I’ve been reading up on the Lezer docs but I fully admit I understand very little of it, but not for lack of trying! I feel like I’m probably misusing tokens here but I’m not sure how to move forward here.

marijn · December 26, 2022, 10:18am

It looks like Lyric should not consume double slashes. Something like Lyric { ![\n/] Lyric? | "/" (@eof | ![\n/] Lyric? }

wardellbagby · December 26, 2022, 12:21pm

You’re right in that it shouldn’t consume double slashes; I hadn’t thought of it that way and viewing the problem like that does make a solution more obvious.
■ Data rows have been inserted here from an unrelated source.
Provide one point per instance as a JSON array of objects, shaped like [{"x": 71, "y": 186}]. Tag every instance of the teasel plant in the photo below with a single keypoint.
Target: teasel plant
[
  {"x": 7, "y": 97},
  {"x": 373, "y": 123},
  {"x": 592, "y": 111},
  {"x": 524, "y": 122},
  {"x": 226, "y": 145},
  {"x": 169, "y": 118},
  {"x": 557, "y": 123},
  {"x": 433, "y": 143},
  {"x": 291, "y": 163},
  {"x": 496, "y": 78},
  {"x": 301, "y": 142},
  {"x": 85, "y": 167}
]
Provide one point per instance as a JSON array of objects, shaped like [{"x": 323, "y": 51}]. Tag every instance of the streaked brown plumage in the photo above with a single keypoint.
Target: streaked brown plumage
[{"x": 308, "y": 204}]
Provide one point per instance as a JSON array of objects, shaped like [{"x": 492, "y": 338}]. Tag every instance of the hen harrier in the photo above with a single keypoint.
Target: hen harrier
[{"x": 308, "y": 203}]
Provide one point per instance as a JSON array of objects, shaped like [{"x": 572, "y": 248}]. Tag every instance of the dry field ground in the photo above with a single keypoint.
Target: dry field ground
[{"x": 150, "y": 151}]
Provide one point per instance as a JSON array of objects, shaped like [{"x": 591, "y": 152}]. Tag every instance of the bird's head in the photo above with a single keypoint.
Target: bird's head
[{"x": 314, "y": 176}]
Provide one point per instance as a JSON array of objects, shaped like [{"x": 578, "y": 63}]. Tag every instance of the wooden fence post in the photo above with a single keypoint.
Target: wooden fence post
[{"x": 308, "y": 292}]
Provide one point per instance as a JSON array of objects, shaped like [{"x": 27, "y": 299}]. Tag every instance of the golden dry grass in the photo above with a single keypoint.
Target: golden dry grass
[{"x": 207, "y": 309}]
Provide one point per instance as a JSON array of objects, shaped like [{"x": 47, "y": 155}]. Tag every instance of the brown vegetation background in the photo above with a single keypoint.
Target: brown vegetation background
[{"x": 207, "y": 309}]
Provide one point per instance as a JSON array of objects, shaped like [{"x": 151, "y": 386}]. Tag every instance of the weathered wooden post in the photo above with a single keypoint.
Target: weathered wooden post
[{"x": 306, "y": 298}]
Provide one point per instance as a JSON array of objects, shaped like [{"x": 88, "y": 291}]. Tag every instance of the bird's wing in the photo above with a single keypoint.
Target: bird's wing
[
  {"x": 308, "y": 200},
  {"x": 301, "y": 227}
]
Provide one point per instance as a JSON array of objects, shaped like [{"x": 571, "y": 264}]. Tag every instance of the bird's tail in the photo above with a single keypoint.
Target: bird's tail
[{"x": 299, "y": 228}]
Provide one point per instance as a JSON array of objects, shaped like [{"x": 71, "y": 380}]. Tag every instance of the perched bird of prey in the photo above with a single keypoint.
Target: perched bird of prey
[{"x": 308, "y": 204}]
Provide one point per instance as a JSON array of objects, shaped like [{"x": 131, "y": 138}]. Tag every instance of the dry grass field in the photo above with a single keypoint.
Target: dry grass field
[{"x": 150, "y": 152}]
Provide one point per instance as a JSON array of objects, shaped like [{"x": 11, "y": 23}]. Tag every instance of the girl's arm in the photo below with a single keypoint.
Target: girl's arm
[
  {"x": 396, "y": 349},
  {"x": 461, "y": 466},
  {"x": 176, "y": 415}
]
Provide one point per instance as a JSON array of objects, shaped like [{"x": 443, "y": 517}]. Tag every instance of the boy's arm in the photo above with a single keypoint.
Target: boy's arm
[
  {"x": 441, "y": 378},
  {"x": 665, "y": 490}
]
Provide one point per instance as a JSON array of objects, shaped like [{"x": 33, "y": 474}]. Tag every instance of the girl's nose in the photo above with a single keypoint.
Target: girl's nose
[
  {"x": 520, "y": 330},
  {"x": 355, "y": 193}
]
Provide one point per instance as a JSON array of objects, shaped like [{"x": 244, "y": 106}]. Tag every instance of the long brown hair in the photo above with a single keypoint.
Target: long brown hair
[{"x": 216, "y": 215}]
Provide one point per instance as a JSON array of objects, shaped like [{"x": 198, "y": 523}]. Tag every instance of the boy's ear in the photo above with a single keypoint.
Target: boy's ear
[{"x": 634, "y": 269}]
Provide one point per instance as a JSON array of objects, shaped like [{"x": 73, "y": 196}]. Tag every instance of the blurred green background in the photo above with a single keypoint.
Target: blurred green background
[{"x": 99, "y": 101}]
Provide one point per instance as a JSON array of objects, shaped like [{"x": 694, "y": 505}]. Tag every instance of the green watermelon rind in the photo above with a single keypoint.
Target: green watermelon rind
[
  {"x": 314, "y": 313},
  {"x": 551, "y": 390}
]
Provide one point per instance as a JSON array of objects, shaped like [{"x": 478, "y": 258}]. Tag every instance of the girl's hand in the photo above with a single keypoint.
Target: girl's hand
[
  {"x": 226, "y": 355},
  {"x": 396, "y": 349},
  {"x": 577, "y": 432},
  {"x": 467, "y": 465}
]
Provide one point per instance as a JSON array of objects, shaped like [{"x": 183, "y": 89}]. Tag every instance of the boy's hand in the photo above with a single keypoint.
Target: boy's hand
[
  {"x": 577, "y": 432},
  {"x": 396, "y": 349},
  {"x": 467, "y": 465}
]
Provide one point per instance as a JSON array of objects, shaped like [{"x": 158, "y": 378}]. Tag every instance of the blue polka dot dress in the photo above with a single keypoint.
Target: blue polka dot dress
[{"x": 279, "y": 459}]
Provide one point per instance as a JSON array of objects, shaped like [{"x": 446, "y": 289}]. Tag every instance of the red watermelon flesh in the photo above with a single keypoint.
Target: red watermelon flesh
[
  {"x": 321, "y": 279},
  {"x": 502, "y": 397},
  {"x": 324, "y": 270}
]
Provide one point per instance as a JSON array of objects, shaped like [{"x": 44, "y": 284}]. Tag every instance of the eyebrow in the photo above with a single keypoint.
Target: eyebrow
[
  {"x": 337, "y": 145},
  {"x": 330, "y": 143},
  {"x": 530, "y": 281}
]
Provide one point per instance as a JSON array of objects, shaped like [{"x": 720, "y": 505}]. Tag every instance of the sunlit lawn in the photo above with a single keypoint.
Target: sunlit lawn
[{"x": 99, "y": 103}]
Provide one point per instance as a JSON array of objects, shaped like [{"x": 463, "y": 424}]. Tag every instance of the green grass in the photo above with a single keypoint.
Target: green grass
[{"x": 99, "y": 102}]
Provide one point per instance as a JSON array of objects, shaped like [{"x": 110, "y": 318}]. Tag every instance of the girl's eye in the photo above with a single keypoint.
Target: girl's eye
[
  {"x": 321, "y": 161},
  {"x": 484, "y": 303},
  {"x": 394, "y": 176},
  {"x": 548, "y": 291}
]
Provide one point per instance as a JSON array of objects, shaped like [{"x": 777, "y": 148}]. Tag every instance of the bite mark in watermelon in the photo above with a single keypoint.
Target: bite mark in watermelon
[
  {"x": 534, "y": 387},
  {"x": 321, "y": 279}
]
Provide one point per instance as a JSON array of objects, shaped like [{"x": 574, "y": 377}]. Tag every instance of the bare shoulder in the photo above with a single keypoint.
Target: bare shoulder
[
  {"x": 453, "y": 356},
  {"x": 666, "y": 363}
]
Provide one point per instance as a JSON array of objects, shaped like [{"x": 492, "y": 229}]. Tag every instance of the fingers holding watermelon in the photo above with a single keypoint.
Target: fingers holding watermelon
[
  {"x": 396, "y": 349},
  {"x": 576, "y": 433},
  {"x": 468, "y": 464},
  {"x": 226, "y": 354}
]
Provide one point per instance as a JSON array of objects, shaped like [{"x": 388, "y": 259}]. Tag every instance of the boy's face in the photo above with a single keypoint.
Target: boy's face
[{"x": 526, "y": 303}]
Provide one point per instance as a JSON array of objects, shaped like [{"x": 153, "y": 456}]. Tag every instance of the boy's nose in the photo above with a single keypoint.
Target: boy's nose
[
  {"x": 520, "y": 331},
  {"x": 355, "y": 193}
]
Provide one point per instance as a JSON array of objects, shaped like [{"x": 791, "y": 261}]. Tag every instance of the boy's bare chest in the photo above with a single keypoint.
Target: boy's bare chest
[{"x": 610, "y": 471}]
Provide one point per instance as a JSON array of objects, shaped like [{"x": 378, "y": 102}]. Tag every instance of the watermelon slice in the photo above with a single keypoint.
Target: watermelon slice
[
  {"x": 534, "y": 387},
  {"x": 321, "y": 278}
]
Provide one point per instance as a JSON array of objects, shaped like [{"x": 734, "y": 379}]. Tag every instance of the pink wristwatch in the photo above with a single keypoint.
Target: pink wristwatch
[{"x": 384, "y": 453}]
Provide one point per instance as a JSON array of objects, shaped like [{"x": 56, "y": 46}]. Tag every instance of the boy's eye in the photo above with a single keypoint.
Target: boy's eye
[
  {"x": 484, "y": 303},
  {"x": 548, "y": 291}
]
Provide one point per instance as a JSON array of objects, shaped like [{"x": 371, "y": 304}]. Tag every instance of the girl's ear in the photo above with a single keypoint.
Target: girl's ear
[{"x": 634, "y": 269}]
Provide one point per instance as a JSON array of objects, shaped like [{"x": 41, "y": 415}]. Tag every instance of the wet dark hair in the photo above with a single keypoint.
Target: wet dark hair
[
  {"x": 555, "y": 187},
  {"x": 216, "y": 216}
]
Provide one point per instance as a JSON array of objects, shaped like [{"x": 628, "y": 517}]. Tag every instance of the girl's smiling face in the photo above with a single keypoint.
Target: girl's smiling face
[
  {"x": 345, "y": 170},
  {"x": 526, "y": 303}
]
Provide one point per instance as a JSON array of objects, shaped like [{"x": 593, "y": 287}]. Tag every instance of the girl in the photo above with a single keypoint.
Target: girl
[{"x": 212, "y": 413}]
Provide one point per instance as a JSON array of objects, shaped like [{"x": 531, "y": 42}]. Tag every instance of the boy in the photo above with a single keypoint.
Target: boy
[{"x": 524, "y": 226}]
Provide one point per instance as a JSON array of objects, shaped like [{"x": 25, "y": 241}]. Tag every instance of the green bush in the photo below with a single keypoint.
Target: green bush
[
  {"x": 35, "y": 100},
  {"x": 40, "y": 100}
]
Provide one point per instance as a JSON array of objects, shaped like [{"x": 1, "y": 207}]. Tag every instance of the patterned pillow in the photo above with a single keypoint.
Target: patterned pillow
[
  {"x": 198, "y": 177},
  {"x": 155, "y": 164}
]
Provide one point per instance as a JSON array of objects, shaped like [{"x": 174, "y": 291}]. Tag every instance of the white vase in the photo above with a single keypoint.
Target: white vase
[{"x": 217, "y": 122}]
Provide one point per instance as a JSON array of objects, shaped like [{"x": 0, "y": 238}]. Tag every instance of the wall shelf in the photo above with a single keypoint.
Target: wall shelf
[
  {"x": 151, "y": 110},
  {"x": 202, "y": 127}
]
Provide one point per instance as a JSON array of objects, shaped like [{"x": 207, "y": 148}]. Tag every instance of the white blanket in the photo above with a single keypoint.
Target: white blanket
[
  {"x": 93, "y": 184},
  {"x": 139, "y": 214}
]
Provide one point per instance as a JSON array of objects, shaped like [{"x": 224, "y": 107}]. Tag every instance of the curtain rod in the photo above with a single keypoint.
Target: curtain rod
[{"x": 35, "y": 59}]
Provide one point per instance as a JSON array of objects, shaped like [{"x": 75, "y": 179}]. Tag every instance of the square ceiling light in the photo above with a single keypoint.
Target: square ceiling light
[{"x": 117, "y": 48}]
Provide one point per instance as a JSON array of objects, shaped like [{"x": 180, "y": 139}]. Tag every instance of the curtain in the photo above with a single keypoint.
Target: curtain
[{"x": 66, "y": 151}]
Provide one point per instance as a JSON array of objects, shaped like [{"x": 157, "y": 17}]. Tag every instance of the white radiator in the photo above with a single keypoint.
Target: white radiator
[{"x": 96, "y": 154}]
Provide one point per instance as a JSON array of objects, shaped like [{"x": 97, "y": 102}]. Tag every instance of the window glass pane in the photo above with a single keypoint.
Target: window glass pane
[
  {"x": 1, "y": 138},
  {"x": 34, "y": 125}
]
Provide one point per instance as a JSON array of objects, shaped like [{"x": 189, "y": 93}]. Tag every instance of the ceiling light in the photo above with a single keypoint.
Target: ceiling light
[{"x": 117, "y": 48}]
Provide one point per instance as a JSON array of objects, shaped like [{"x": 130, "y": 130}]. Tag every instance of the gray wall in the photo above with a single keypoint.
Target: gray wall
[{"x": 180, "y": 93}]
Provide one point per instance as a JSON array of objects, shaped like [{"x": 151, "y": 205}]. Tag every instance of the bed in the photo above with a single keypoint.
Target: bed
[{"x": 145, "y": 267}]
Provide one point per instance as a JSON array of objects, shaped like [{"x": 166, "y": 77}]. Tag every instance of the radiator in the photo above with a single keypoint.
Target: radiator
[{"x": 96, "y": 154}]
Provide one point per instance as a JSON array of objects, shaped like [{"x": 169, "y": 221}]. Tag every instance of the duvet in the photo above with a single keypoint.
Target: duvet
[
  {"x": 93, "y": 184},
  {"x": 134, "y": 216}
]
That being said, the solution of:

Lyric { ![\n/] Lyric? | "/" (@eof | ![\n/] Lyric?) } (yours had a tiny parsing error in missing the closing paren) works for all cases except a line that is just a “/” followed by empty lines.

Going back to my original text, if we add a new line:

Hello world! // a comment
// This is also a comment
I'm Wardell!
/

Now the tree looks like:

Lyric(“Hello world!”)
LineComment(“// a comment”)
LineComment(“// This is also a comment”)
Lyric(“I’m Wardell!”)
Error("/")

I honestly think this is fine (and a far-cry better than what I had before) since Lezer is already pretty generous with errors and all I really care about is correct representation of comments; I can assume any errors are just lines to-be until proven otherwise.

Thanks so much for being so unbelievably helpful!

marijn · December 26, 2022, 1:44pm

Ugh, indeed, that token isn’t correct, and it seems like it isn’t possible to express exactly what we need here with a strictly regular expression, so you will have to write a (simple) external tokenizer for your Lyric token.

wardellbagby · December 26, 2022, 8:09pm

You were right; it was simple and I did do it! To close the loop for any future searchers, here is the code for the grammar and here is the code for the external tokenizer.

The external tokenizer effectively just keeps consuming character by character until it either hits a new line, an end of file, or a double //. Once it finds its end condition, it spits out a single token and exits.

It did take me an embarrassingly long time before I realized the token I’m supposed to pass into Input.acceptToken is supposed to be retrieved from a compiled grammar. I tried to give it everything else before I found out.

marijn · December 29, 2022, 9:55pm

(Reply deleted that was made to the wrong thread.)

marijn · January 9, 2023, 1:23pm

For future reference, the new @local tokens feature might be useful in cases like this.